Hundreds of Met Police officers and staff faced sexual misconduct allegations since 2010 and only 83 of them have been sacked, it has been revealed.
According to the i, 771 officers and staff, 88 per cent of whom were serving officers, faced the allegations.
And 163 Met officers were arrested for sexual offences, whilst 38 were convicted after court proceedings.
The accusations included sexual harassment, sexual assault, rape and using a position of power for sexual gain.
Of the allegations which were found to be substantiated, 156 cases saw formal action being taken, resulting in 83 dismissals.
In 446 of the cases, allegations were found to be unsubstantiated or a result of “no case to answer”.
A Met spokesperson told the i: “We take any police-perpetrated abuse incidents extremely seriously and they are regularly scrutinised at a senior level.
“Any allegation, disclosure or conviction of sexual harassment or abuse perpetrated by an officer or member of staff is robustly investigated.
“Tackling sexual offences is a priority for the Met, and that includes when our own officers or staff are accused of offences. The Met will not hesitate to bring forward prosecutions and disciplinary procedures where there is evidence to do so.”

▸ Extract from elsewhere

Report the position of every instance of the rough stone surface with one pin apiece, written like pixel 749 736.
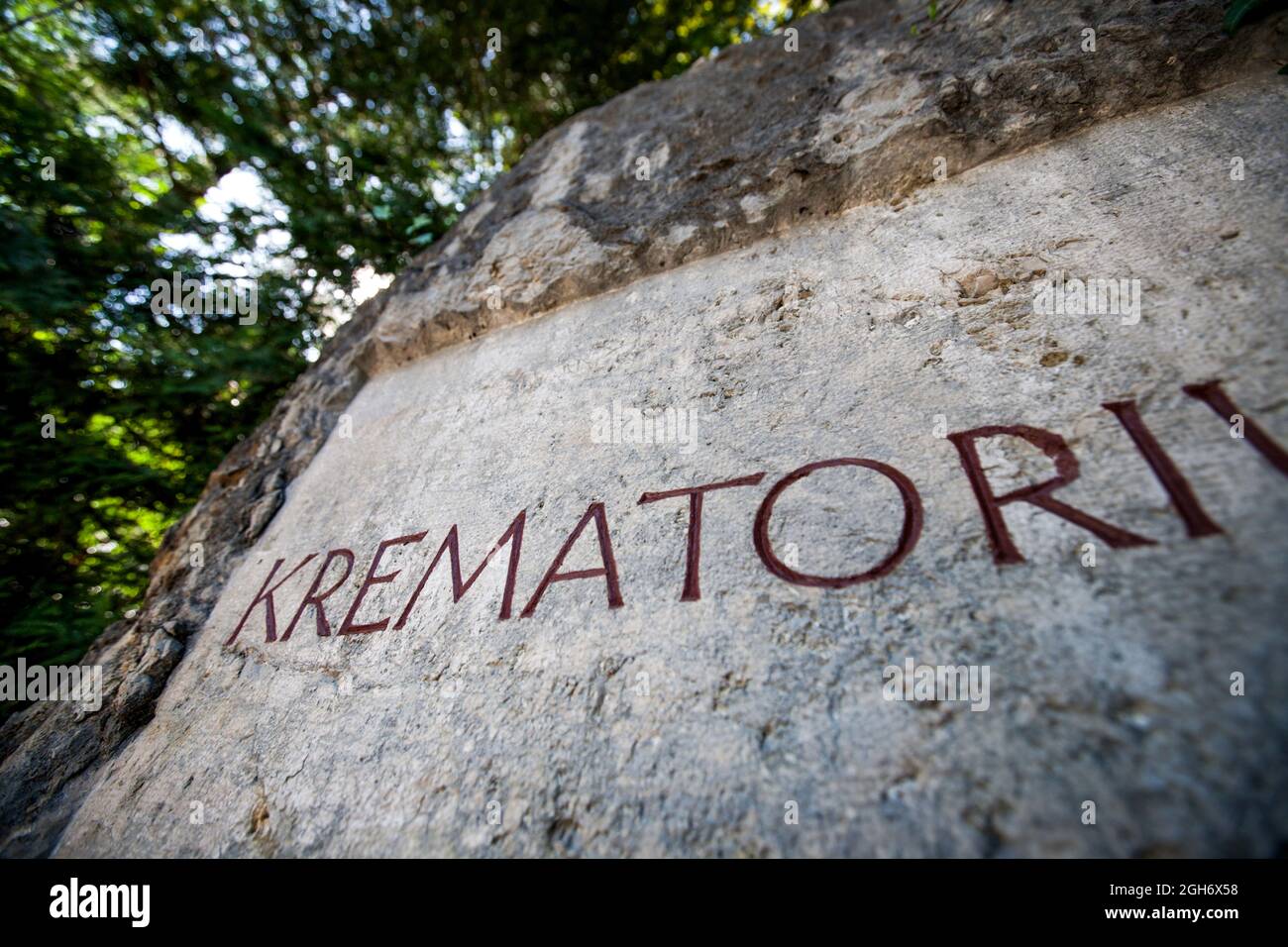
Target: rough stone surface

The comments come after Sarah Everard’s murder by a serving Met Police officer has sparked mass protests about women’s safety and the police.
Wayne Couzens, 48, was handed a whole life order this week for the killing of the 33-year-old marketing executive which shocked and outraged the nation.
Sentencing at the Old Bailey on Thursday, Lord Justice Fulford described the circumstances of the murder as “grotesque”.
He said the seriousness of the case was so “exceptionally high” that it warranted a whole life order.
He said: “The misuse of a police officer’s role such as occurred in this case in order to kidnap, rape and murder a lone victim is of equal seriousness as a murder for the purpose of advancing a political, religious ideological cause.”
He paid tribute to the dignity of Everard’s family, whose statements in court revealed the human impact of Couzen’s “warped, selfish and brutal offending which was both sexual and homicidal”.
Tory police boss
Meanwhile, a Tory police boss is urged to resign for saying women should be “streetwise” after the Sarah Everard case.
Philip Allott, North Yorkshire commissioner, said Everard “never should have submitted” to the false arrest by Met Police officer Wayne Couzens, who abducted, raped and murdered her.
“So women, first of all, need to be streetwise about when they can be arrested and when they can’t be arrested,” Allot said on BBC Radio York.
He added: “She should never have been arrested and submitted to that.
“Perhaps women need to consider in terms of the legal process, to just learn a bit about that legal process.”